But not a dyke stripper, unfortunately.
Gawd diggity dagnammit!
Back to work upon ye morrow, and the follicular plumage is still all chocolate limey. Or Hulkified after Brucie Banner has been a-wallowing in mud.
So, I got meself a Max Strength artificial color extractor.
"Restore your barnet back to it's true natural color (caveat: won't restore original color on bleached hair1)" quoth the article.
Coolio - strip out the greens blues and reds, and back to my natural color with a bleachy bonce topper of a bushy mowie.
So, after a hairwash, an hour of decolor gloop on the barnet, 10 minute rinse, a 5 minute buffering, another 5 minute rince, another 10 minute buffering, a final 5 min rinse, then a further shampoo to be on the safe side...

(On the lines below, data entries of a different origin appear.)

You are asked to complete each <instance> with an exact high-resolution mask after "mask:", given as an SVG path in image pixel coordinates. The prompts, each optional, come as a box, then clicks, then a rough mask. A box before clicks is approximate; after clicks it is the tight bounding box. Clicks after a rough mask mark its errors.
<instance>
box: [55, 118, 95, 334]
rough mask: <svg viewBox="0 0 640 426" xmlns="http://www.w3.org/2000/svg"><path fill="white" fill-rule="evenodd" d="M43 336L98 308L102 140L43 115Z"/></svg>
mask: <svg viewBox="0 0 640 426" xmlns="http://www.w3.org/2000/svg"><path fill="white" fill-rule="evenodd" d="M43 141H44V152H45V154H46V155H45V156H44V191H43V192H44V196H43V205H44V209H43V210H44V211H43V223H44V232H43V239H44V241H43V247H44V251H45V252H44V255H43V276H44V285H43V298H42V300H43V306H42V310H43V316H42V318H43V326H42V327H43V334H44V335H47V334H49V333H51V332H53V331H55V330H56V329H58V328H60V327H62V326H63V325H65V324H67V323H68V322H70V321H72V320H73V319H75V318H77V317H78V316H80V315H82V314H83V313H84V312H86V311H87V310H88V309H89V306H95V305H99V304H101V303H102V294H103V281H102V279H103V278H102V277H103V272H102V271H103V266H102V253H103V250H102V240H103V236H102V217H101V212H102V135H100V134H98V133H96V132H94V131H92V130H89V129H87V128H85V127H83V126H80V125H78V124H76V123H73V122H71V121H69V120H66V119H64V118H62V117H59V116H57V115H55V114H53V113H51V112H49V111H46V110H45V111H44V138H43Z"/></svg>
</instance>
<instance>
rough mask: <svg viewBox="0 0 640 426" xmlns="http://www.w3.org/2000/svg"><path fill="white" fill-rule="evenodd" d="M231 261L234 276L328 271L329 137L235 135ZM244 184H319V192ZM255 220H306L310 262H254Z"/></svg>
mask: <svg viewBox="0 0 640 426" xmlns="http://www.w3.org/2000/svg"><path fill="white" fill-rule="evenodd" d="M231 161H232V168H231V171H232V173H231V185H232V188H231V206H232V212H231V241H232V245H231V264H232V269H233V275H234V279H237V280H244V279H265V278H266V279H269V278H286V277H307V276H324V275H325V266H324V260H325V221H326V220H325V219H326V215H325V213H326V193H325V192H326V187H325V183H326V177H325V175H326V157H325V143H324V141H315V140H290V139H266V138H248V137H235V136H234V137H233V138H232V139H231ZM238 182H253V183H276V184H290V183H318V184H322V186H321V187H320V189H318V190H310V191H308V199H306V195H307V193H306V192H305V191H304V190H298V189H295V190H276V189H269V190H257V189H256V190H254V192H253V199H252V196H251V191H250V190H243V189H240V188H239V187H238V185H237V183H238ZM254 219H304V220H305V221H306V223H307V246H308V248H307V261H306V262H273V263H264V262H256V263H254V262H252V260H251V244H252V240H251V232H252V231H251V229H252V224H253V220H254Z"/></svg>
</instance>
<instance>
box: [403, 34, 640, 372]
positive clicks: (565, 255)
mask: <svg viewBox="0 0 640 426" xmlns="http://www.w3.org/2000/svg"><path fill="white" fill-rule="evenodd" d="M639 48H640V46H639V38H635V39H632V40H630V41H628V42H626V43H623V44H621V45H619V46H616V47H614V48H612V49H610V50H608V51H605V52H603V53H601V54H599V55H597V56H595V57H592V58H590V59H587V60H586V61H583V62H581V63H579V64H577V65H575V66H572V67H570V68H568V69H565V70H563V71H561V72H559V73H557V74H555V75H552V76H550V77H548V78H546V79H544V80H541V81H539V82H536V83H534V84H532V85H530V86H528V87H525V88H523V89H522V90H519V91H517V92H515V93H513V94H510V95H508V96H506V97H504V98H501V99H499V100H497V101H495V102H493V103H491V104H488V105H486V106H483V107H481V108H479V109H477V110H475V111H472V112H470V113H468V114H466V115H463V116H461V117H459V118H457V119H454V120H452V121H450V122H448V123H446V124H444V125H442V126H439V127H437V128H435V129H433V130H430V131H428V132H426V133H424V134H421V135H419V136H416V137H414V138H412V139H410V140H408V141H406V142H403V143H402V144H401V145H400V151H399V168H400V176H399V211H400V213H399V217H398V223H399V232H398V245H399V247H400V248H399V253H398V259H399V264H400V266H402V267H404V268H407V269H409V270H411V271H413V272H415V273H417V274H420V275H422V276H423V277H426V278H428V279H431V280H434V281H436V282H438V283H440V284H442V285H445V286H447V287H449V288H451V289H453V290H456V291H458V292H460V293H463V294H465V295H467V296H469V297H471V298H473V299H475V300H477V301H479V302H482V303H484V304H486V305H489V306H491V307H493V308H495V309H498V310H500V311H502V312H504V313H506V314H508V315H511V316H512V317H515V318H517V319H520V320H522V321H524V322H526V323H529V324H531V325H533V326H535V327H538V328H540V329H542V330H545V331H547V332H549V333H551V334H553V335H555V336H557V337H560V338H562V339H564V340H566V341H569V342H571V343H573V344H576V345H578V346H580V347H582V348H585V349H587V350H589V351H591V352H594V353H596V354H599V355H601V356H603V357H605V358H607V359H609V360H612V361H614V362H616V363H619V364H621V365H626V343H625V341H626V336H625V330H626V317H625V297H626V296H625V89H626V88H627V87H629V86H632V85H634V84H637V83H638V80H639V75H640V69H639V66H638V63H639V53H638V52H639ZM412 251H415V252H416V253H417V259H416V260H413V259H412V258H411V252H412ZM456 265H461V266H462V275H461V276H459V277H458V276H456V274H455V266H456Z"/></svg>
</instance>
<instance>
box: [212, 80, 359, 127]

...and now I has a pissy asparagusy greeny-yellow befouling of me cranial forestry!
Not to mention the random clumps of color that refused to be extracated!
A huge dollop of green on one bauble, a hint of pink on another, random gloppy bits of gaudily wrapped present...
grrrrr!
Looks like another 2 hours wasted tomorrow night. Instead of Takeshi's Castle and Kari Byron, it's a case of monging about with foul stenched ammonial spunky stuff lightening me lovely locks.
Buggeration!
1 SERIOUSLY? DO THEY REALLY NEED TO ANNOUNCE THAT ARTIFICIAL COLOR STRIPPER WON'T STRIP OUT BLEACH AND RESTORE YOUR BRUNETTE LOCKS? I'M SURPRISED IT DOESN'T SAY ANYTHING ABOUT CONTAINING NUTS, OR NOT TO USE ON NOB AND BOLLOCKS IF YOU'VE BEEN DYING YOUR PUBES!